As economic recovery began, during the summer months of 2009, that perception of vulnerability started to change again. The first rich countries to move out of recession were also the bigger manufacturers: Japan, Germany and France. They beat America to recovery by three months, and Britain by at least six months.

Yet this sort of short-term comparison is fairly meaningless. Short term comparisons between manufacturers and service economies are meaningless because they mix up the natural effects of economic cycles with the true, underlying sources of wealth and rising living standards. An economic cycle in which consumers and corporate investment suddenly stopped, as in 2008, was a type that was bound to hurt manufacturers the most, in the short term. The reason is that the slow decline in demand that preceded the Lehman shock in September 2008 had already left factories holding inventories of goods and parts that were larger than they needed. So when demand really began to slump they found they had to cut output by even more than that, in order to get their inventories back into balance. If "inventories" sounds rather abstract, think of Toyota or Honda with their car parks full of new, unsold cars. That was their excessive inventory. The car production lines had to be halted until those parking lots were a great deal emptier.

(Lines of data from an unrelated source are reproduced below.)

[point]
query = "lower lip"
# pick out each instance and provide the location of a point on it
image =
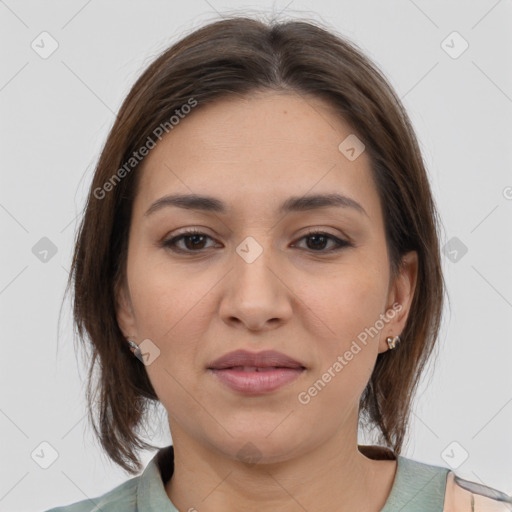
(253, 382)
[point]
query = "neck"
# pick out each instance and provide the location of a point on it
(334, 472)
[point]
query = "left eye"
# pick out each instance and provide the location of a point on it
(197, 240)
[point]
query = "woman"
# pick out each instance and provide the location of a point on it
(259, 253)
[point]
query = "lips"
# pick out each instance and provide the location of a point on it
(259, 373)
(251, 361)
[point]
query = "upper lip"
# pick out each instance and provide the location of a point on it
(264, 359)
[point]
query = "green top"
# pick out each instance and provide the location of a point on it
(417, 487)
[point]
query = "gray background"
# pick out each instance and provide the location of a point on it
(55, 114)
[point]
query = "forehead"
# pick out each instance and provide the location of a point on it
(257, 150)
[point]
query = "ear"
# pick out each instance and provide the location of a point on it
(400, 298)
(124, 311)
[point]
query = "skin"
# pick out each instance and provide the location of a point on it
(306, 302)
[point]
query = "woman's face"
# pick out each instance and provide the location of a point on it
(254, 280)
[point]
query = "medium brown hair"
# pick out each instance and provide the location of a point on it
(237, 56)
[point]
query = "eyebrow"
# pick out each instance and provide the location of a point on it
(292, 204)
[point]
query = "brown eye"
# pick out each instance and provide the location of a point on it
(194, 241)
(319, 239)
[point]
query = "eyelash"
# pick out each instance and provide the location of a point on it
(171, 243)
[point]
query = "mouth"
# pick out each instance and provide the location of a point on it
(255, 373)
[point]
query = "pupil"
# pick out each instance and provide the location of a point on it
(194, 238)
(321, 237)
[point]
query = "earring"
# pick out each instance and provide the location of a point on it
(134, 348)
(392, 341)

            Yet when demand starts to revive, the effect of inventory adjustments works in the opposite way. Manufacturers find that their inventories have fallen too far: they start to think they might not be able to supply the market properly. So they increase output by even more than the rise in demand, in order to rebuild their inventories. They need to refill those parking lots.

            That is why countries in which manufacturing still accounts for quite a large share of GDP had a worse slump than the service-led economies but also a faster rebound. In Germany and Japan manufacturing provides about 20% of GDP, compared with about 12-13%  in Britain and the United States. Yet this cyclical movement provides no guide to the longer term. It tells us about volatility, not about sources of wealth or sustainable growth.

            That is especially true in a "rebalancing" world, in which the previously strong export markets of America and Europe are going to become weaker, and where the big trade surplus countries such as Japan are going to have to reduce their surpluses by exporting less or importing a lot more. But it is also true for a more fundamental reason, completely separate from this crisis: this is that the old idea, of Japan as a "monozukuri" nation, makes no sense at all, because the distinction between manufacturing and services is now meaningless. Worse still, it is economically irrelevant. As I will argue in the final chapter of this book, the only meaningful and economically relevant distinction is that between "intelligent" and "unintelligent" economic activities.